A long as you are happy with everything else, I guess there is no issue.
Last edited by CitizenPromaster; 1 Week Ago at 22:17.
It's too bad the replacement unit can't sync either. I suspect it will work eventually, as the seasons and weather change (both of which can affect longwave propogation). My AT8020-03L syncs only about half the time lately, while my Casios sync every night. Probably this is due to the antenna in the AT8020 being 90 degrees out from those in the Casios when they all sit in their watch case, and also that the Casios try six times per night rather than two.
Anyway, enjoy your new watch. It may surprise you and sync one of these days.

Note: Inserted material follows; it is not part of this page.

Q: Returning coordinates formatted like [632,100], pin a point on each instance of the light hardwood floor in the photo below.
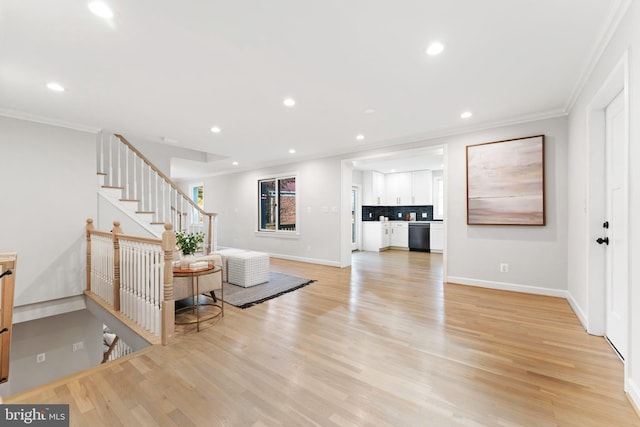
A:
[383,343]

A brief update... This past weekend my wife & I visited our daughter in Sunnyvale, CA. I brought my AT9010-52E with me just to test out its ability to sync anywhere outside of the Seattle area (where I still had been unsuccessful in getting it to sync even once). Sunnyvale (in the "Silicon Valley" approx. 40 miles south/southeast of San Francisco), is approx 930 miles from Fort Collins CO (compared to Seattle's approx 980 miles distance). At about 10pm on our first night in Sunnyvale, I placed the watch with it's "9" facing east, in an east-facing ground floor window with little expectation of positive results (no view in that direction - and another, taller house in that direction across a narrow walkway). When I started an attempted manual sync, the second hand moved to and stayed on "RX" for about 12 minutes before it beeped. When I then checked, to my great surprise, I experienced the second hand moving to "OK" for the very first time since I've owned that watch (or its predecessor which I returned)! I then moved the watch to an inner room with no window at all, placed the watch (with its "9" NOT facing east) on the floor next to a power cord - a location and orientation which to me seemed designed to fail. I left the watch there overnight to test its 2am/3am automatic attempt(s) to sync. And in the morning, when I retrieved the watch and pressed the lower button - to my great surprise - the second hand again moved to "OK". It had synced again! It even successfully synced within about a minute when I again placed it in the east facing window and attempted a manual sync during the day at noon. Last night we returned home to Seattle - and I left the watch, its "9" facing east/southeast, overnight in our second story window facing east in our hilltop home with the clear line of sight view for many miles off to the east/southeast in the direction of Fort Collins CO - and this morning, when I pressed the lower button to see how the overnight auto sync had performed - as always here in Seattle, the second hand moved to "NO".
So, based on these results, I can now conclude that the watch does indeed work fine, but that for some reason, Seattle (or at least each and every one of the Seattle locations I have tried) effectively amounts to a black hole for WWVB reception... But I am very pleased to report that the watch itself does perform very well syncing elsewhere...
Very strange. Seattle should be well within WWVB's effective range. I'm glad the watch itself works.